CHAPTER 4 A GROUPED VARIABLE SELECTION ANALYSIS OF CHILD-
4.4 CAP: Empirical Evaluation
In this section, I implement the grouped selection procedure from the i CAP to evaluate childhood malnutrition risk factors for young children in Ghana. I compare the performance of i CAP with the OLS, LASSO and the grouped LASSO using the prediction error on an independent test set. The key idea of using a grouped selection procedure for choosing malnutrition risk factors is the following. Risk factors appear in 2 possible forms. First, they appear as a categorical variable, with 2 or more categories which can be expressed in the model as a linear variable. This variable naturally appears as a group, and we are typically interested in choosing the entire group or factor, rather than its individual components, e.g. source of water (piped at home, piped outside home, river, dam, lake, well, etc.). Second, they can appear as a continuous variable which typically exerts a nonlinear effect
on the outcome rather than linear. In order to express it as a nonlinear effect, it is usually written as a nonparametric component, which appears as an additive combination of basis expansions. In this way, continuous variables also naturally form groups, and should be selected as such. Both the i CAP and grouped LASSO select these pre-structured variables in groups, using L∞ and L2 as the within-group norms.
4.4.1
Data
The Demographic and Health Surveys (DHS) are nationally-representative cross-sectional household surveys containing data on fertility, family planning, maternal and child health, child survival, HIV/AIDS, malaria, nutrition and anthropometric measures for children. In addition, there are several demographic features for the child and parents. I use the 2008 DHS with data for 2000 children between age 0 and 5. I focus on child health, maternal health, maternal and paternal demographic measures, and other plausible environmental risk factors. Candidate risk factors include child age, gender, mothers BMI, age and education, fathers education, birth order of child, household wealth and assets, and other socioeconomic and environmental effects. Variables like child age, mothers BMI, mothers education, fathers education, months of breastfeeding and mothers age are included as additive nonparametric effects. Child health literature demonstrates how continuous covariates have a nonlinear effect on health outcomes, and so should be included as such. I use B-spline expansions to do this. The rest are categorical variables with linear effects on the health outcome.
4.4.2
Empirical specification
Following the analysis in Koenker (2010), I use child height (in cm) as the response variable. The empirical specification for our model is:
Heighti = x0iβ+f1(cagei)+f2(mfeedi)+f3(mbmii)+f4(magei)+f5(medui)+f6(edupartneri)+i,
(4.17) where the linear effects (categorical variables) are included in the first term, and each fj
additive combination of basis functions, such as fj(x) =
P
kβjkφk(x), 1 ≤ j ≤ p, where
I specify φk as a B-spline basis.
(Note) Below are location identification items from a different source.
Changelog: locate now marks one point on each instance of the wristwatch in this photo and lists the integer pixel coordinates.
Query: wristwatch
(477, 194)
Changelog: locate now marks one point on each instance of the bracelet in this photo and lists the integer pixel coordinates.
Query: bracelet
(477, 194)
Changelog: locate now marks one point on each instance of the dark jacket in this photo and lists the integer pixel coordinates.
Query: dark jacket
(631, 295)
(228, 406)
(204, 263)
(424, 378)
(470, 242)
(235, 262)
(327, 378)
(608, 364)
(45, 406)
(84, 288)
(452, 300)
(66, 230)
I thus have 6 groups for the nonlinear effects. The types
of potential risk factors include: child and parental health, demographic characteristics, health facility availability, environmental circumstances, other household factors like wealth and assets, etc. Most categorical variables consist of a multinomial variable, e.g. anemia: severe, moderate, mild and not anemic. Some variables have up to 10 or more classes. In some other cases, the categorical variables are dummies. Table 4.1 summarizes some key multi-class variables. Continuous variables used in candidate models are summarized in Table 4.2. Some of these variables are known to be significant predictors of child health, especially maternal traits like health and education. For instance, low maternal body mass index (BMI) has been shown to a risk factor for low birth weight and childhood stunting (Bhalotra and Rawlings (2010)). Table 4.3 demonstrates the degree to which important factors like wealth, maternal BMI, maternal education and cooking fuel play a role for a health indicator like child size at birth. For instance, a higher proportion of poorer children tend to be smaller. Similarly, a higher proportion of smaller children belong to the group of mothers with a lower BMI, or with no education. Children exposed to household using biofuels like wood and straw have a higher proportion of smaller children.
4.4.3
Results
The i CAP selects the following variables: child age, child gender, months of breastfeeding, mother’s BMI, mother’s age, birth order, mother’s religion, occupation of mother’s partner, household wealth, state, cooking fuel used by household, household ownership of assets like refrigerator, television and car, whether the mother had access to prenatal facilities like nurse and auxiliary midwives, and whether the child took a vaccination for diptheria, hepatitis and influenza. These chosen variables cover a range of risk factors related to the child, the parents, wealth and assets of the household, and other environmental factors that can affect child health like cooking fuel and prenatal services.
Finally, I also select risk factors using the same candidate variables using least squares, LASSO and grouped LASSO, and then compute prediction error on an independent test
set, consisting of 25% of the original sample. These errors are summarized in Table 4.4. The i CAP has the lowest prediction error relative to other selection methods. This exercise demonstrates the potential benefits of implementing i CAP for large household survey models from which we wish to extract maximum information at a lower cost.